According to Deloitte’s annual holiday retail forecast, holiday sales are expected to increase between 7-9% this year, and the e-commerce portion of that is rising even quicker, with online sales expected to increase by 11-15%. However, that doesn’t mean that retailers are stocking less inventory in the brick-and-mortar locations; they’re simply becoming smarter about what goods they keep on hand to meet demand. And, as more consumers select options such as “buy online, pick up in store,” they’re still expecting the item to be available as soon as they can drive to the store.
It’s not too late – and never too early – to start thinking about how to improve next year, especially as supply chain woes stretch into 2022. Tracking the right metrics today can mean a world of difference as you begin conversations with carriers for next year. Here are a few important numbers to keep an eye on throughout the season:
On-time, in-full (OTIF) accuracy
Before the pandemic, many retailers were already transitioning to an OTIF model – shippers needed to deliver goods during a very specific window, not early or late, or face a stiff penalty. This required shippers to work very closely with the carriers to ensure goods moved through the supply chain like clockwork.

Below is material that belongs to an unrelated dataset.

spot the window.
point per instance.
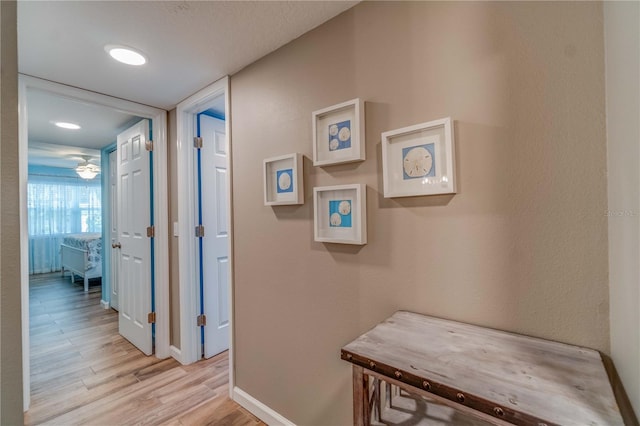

Now, with pandemic-related supply chain disruption impacting every facet of delivery, meeting OTIF requirements is more important, and more difficult, than ever. Make sure to have a conversation with your carrier to ensure they can meet your changing needs, especially if you anticipate you’ll need more capacity next holiday season.
OTIF data is critical to your operations, but it’s also important to consider how often you’re receiving data. You shouldn’t have to spend time continually calling your carrier for updates. Carriers are leaning on technological innovations more than ever before to ensure they are offering customers real-time tracking and visibility. And, receiving shipment updates in real time can make a significant financial impact on your business at the end of the year.

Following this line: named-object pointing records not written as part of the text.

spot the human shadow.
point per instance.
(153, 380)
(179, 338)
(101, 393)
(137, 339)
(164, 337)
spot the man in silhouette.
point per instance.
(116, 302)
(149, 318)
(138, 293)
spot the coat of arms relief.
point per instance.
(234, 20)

Keep track of how frequently your carrier transmits status through your transport management system (TMS) or electronic data interchange (EDI), and if it’s not to your liking, discuss with your carrier how to increase reporting. Communication is essential as you look for workarounds during delays to avoid missing a delivery window, and having that updated data at your fingertips enables you to make more informed decisions in a pinch.
Sales by region
The way brick-and-mortar retailers are structuring their stores has changed as consumers shift to e-commerce. Recent research from Edge by Ascential found retailers may dedicate as much as one-third of their floor space to fulfillment operations by 2023. Stores will look to keep their most popular products in stock to ensure quick availability/last mile delivery, and shippers will need to understand which products sell better where in order to meet demand. That may mean pulling back on storage space for less popular items and increasing space for more popular items, likely necessitating a change in shipping strategy.
As you keep track of sales data for specific regions, loop your carriers into the conversation. They can help you understand capacity levels in each area, and how you can restructure your shipping strategy to ensure top selling products are moving quickly and efficiently. As the holiday season creeps earlier and earlier each year, it will be important to make sure these goods arrive at the store to meet early Q4 demand, so start planning for the spike now.
Planning is never finished
There’s always something new you can learn about how to fine tune operations. Especially in this supply chain crunch, maintaining a strong relationship with carriers is an important aspect of continued growth. Keep track of holiday sales and delivery data and use that as a foundation for ongoing conversations around shipping strategy – it’s a great way to set yourself up for success in the New Year.